Managing Tweepy API Search

Question

Please forgive me if this is a gross repeat of a question previously answered elsewhere, but I am lost on how to use the tweepy API search function. Is there any documentation available on how to search for tweets using the api.search() function?

Is there any way I can control features such as number of tweets returned, results type etc.?

The results seem to max out at 100 for some reason.

the code snippet I use is as follows

searched_tweets = self.api.search(q=query,rpp=100,count=1000)

score 43 · Answer 1 · edited May 23 '17 at 12:18

I originally worked out a solution based on Yuva Raj's suggestion to use additional parameters in GET search/tweets - the max_id parameter in conjunction with the id of the last tweet returned in each iteration of a loop that also checks for the occurrence of a TweepError.

However, I discovered there is a far simpler way to solve the problem using a tweepy.Cursor (see tweepy Cursor tutorial for more on using Cursor).

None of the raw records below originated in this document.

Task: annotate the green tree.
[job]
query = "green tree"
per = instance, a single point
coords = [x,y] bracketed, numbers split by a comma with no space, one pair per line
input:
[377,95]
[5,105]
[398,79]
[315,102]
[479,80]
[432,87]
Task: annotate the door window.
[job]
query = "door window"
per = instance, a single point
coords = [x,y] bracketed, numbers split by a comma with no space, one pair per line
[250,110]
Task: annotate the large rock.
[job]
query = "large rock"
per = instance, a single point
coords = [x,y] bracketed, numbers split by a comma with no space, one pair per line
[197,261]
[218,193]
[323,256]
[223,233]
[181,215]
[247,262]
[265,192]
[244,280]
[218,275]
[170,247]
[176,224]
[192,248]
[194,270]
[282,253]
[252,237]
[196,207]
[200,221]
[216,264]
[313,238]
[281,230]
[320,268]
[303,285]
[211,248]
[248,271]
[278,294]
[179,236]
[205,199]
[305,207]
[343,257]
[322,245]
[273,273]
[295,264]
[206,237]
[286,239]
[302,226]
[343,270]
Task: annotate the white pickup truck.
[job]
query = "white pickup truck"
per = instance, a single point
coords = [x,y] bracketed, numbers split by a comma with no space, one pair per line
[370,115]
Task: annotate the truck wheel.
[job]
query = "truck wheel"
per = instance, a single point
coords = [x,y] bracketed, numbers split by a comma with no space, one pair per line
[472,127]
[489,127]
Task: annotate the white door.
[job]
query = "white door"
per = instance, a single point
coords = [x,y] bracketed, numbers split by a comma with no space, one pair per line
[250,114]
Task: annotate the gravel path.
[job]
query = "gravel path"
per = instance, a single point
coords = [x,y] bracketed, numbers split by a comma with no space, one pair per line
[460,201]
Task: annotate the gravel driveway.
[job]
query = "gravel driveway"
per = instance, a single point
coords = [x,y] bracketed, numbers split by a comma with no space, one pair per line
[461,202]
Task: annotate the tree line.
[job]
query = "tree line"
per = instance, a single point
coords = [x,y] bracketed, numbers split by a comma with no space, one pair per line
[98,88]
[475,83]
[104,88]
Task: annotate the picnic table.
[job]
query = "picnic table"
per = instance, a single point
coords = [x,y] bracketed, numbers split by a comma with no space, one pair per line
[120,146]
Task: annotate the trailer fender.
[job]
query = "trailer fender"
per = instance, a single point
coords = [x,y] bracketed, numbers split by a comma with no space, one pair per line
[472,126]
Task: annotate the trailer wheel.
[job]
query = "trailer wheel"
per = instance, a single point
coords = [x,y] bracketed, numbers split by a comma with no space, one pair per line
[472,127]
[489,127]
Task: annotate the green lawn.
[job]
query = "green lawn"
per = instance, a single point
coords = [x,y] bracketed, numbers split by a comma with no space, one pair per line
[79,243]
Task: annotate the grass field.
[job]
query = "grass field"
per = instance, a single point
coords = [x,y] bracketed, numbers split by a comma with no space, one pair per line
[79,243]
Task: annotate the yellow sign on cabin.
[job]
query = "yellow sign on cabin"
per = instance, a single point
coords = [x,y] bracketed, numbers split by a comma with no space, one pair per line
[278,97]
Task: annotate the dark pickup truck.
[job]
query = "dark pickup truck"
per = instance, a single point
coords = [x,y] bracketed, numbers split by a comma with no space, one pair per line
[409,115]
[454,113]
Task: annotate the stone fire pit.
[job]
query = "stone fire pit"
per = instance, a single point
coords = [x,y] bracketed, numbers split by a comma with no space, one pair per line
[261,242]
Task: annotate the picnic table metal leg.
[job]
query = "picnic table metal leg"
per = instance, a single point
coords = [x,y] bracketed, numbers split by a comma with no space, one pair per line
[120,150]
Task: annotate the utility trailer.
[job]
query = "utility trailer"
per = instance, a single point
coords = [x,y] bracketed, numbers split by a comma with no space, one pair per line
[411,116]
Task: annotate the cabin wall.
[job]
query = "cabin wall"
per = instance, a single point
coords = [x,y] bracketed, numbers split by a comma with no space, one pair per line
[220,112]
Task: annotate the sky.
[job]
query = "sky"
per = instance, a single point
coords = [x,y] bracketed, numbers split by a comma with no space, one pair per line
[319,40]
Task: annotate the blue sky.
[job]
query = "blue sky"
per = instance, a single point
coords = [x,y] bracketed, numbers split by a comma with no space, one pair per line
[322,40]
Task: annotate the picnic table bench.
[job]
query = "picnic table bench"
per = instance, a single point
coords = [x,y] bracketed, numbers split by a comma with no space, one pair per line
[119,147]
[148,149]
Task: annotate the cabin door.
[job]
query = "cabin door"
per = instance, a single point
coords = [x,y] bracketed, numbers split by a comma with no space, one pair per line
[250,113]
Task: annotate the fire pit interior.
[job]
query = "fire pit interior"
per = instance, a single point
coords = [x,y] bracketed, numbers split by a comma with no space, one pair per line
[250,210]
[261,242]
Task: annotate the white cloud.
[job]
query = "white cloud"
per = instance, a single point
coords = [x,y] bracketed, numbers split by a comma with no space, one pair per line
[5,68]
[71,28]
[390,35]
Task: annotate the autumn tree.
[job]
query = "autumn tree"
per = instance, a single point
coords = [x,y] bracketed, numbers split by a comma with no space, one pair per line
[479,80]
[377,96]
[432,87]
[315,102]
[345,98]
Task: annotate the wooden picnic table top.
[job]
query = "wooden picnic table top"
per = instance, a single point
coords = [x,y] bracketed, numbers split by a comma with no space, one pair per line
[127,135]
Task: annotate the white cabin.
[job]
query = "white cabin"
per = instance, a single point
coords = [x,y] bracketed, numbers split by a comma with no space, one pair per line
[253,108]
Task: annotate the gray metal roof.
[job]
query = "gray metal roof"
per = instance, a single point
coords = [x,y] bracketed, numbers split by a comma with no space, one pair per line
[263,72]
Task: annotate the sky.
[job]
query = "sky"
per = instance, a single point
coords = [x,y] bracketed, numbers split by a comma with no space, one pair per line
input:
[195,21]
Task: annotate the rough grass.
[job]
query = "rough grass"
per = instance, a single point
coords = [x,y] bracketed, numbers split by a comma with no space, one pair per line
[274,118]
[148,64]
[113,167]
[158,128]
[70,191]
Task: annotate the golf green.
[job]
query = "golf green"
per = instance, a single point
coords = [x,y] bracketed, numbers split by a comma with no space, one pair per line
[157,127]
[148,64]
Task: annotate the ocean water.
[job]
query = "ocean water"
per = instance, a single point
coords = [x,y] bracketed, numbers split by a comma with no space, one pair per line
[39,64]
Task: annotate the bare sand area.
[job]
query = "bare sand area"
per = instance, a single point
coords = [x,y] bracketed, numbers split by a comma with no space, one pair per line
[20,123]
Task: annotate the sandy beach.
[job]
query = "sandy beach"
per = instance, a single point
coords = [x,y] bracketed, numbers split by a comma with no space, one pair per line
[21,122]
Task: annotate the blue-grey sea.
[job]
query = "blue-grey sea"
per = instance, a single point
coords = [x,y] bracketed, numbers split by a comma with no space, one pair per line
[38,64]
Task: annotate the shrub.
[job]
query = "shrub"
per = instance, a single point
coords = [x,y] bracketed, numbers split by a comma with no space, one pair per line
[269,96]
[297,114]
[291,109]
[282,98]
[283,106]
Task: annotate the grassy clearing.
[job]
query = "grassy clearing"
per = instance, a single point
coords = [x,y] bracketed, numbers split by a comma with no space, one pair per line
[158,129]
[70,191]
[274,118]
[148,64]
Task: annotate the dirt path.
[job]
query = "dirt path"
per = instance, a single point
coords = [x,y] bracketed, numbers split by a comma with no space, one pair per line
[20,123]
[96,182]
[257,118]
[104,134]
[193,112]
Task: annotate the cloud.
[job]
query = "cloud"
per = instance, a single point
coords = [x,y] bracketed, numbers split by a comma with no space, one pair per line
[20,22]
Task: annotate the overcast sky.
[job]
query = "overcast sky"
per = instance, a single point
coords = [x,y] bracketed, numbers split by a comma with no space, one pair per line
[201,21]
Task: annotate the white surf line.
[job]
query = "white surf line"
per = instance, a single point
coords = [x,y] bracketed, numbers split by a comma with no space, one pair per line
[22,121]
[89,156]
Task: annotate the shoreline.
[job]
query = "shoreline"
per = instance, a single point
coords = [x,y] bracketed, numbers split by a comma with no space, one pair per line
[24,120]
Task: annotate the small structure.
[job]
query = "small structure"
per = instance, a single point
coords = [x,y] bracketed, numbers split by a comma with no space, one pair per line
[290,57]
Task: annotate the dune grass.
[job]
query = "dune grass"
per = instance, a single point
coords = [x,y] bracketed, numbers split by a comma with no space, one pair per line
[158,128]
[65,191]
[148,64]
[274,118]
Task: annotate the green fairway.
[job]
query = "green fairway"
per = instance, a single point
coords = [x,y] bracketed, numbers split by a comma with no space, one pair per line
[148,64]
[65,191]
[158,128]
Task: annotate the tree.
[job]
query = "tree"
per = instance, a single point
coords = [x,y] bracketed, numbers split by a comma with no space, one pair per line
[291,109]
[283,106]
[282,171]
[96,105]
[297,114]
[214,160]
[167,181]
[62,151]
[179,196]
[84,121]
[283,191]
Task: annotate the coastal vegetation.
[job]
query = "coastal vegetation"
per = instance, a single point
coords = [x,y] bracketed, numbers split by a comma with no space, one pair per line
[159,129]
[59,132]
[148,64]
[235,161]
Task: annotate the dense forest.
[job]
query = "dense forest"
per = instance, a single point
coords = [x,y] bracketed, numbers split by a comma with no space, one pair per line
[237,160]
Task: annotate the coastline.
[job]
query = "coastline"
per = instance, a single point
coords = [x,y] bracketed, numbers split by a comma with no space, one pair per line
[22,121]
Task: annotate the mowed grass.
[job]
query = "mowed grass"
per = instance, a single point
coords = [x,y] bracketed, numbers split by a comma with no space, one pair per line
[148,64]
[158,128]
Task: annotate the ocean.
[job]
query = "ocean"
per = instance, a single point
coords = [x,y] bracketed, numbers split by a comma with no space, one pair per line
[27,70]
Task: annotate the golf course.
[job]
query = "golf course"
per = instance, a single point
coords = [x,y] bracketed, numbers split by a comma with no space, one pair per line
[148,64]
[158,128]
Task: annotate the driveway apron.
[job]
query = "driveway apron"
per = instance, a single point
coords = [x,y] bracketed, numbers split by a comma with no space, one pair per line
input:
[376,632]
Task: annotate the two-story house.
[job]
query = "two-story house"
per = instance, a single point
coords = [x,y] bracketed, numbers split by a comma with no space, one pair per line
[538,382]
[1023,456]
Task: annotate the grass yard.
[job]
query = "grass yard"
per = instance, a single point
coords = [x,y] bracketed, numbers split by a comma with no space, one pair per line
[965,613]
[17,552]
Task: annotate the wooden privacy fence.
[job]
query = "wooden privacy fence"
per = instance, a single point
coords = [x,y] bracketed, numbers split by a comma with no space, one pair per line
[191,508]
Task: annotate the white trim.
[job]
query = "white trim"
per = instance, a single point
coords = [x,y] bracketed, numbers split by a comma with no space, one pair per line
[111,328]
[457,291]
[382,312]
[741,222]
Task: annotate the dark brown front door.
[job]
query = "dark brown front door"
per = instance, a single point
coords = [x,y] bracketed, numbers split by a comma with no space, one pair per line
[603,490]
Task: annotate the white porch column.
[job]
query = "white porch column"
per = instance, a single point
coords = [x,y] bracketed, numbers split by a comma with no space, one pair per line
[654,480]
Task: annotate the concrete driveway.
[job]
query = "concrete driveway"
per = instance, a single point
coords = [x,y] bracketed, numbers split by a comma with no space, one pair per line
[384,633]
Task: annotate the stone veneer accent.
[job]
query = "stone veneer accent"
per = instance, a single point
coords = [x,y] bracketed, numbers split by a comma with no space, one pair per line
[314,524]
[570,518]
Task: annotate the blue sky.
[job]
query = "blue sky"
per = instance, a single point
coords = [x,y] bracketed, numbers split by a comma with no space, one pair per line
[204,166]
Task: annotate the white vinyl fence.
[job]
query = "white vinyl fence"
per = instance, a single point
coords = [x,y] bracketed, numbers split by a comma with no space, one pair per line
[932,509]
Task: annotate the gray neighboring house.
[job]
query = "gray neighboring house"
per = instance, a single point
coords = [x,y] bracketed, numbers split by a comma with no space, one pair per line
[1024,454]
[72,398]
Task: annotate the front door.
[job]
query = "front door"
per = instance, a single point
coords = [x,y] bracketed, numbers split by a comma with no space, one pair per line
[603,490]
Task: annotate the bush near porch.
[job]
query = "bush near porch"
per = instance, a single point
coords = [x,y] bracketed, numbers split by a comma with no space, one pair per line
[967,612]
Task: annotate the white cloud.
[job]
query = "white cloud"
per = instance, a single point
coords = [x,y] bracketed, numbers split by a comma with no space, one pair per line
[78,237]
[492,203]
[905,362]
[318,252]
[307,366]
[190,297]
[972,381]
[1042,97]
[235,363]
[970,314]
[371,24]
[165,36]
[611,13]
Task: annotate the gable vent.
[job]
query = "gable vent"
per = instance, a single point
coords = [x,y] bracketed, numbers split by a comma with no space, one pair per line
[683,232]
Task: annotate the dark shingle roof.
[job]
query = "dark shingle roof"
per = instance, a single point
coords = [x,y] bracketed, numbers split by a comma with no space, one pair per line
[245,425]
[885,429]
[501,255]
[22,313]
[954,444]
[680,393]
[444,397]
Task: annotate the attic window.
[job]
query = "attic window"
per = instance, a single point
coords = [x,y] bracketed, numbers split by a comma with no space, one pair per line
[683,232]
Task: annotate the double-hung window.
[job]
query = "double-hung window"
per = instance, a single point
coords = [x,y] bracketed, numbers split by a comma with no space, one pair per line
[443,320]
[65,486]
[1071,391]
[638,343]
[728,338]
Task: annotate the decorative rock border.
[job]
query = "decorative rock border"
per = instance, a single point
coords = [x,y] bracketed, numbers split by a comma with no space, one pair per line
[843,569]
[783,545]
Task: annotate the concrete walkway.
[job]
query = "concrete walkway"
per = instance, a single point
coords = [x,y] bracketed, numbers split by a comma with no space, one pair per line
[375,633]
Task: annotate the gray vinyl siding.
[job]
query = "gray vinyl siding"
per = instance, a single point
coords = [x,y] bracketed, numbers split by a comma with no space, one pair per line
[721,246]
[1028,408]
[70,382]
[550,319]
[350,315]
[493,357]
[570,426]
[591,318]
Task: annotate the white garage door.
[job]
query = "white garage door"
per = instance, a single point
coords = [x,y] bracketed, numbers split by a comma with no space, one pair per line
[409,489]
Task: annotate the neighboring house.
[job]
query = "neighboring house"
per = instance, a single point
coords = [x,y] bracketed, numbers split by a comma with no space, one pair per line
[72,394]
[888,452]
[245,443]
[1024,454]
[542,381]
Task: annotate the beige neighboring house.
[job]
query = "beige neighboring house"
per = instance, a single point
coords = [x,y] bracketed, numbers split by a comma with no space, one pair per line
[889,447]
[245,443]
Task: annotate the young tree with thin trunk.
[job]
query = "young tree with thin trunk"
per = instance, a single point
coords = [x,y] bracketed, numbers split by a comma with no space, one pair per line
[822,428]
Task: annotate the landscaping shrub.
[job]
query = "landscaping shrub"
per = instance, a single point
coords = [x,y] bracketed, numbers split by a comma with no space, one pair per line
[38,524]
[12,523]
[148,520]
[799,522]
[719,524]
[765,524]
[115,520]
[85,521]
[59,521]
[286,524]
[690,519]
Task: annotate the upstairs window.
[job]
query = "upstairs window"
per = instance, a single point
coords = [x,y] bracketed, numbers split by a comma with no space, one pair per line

The following code fetches the most recent 1000 mentions of 'python'.

import tweepy
# assuming twitter_authentication.py contains each of the 4 oauth elements (1 per line)
from twitter_authentication import API_KEY, API_SECRET, ACCESS_TOKEN, ACCESS_TOKEN_SECRET

auth = tweepy.OAuthHandler(API_KEY, API_SECRET)
auth.set_access_token(ACCESS_TOKEN, ACCESS_TOKEN_SECRET)

api = tweepy.API(auth)

query = 'python'
max_tweets = 1000
searched_tweets = [status for status in tweepy.Cursor(api.search, q=query).items(max_tweets)]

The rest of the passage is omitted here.